眞鍋監督「これほど練習するチームは初めて」
日本はとにかく練習で汗を流すチーム。眞鍋監督も歴代の代表チームと比較してその勤勉ぶりに太鼓判を押す 【写真:長田洋平/アフロスポーツ】
午前中からボール練習で汗を流し、午後はウエイトトレーニング。二部練習は当たり前で、頭も身体も疲労困憊であるにもかかわらず、それでもなお、全体練習の前には早くから選手が体育館に来て自主練習をして、二部練習の合間の昼休みや全体練習後もとにかく練習に励んだ。

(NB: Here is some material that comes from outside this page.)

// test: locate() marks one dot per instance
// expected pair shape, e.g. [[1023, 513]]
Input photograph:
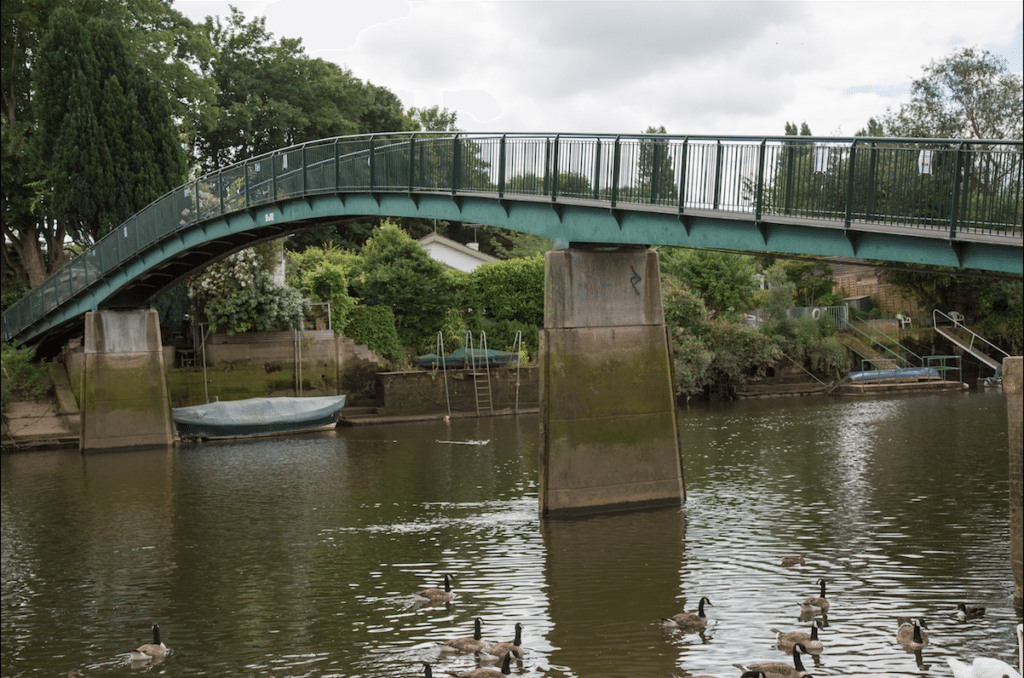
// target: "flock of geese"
[[910, 633]]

「本当によく練習する。一番早い選手は、全体練習の1時間半前に体育館へ来て練習するんです。これまでも(日本代表)監督をしてきた時間はありますが、これほど練習するチームは初めてでした」
眞鍋政義監督の言葉は、決して大げさではない。事実、紅白戦前日の午後、ウエイトトレーニングのみのメニューが組まれた日の練習前。その日のスケジュールを全体に向けて説明したストレングスコーチが最後にこう付け加えたほどだ。
「大会が近づいてきて、みんな練習したいのはよくわかる。でも、試合までの日が迫ってきて、我々スタッフもその時ピークにできるようにメニューを組んでいます。だから、やりたい気持ちはわかるけれど、どうか今日はトレーニングの後、一切ボールには触らず、自主練習はせず休息して下さい。明日の紅白戦の前も同じ。皆さんが真面目に取り組むことはよくわかっているから、どうか、やりすぎないでほしい」
5月から7月まで開催されたネーションズリーグはベスト4を目標にしながらも、結果は7位。十分な成績が残せず、不安を少しでも打ち消すために練習したい。選手たちはとにかく必死だった。そして、その成果が最も大事な大会で見事なまでに現れた。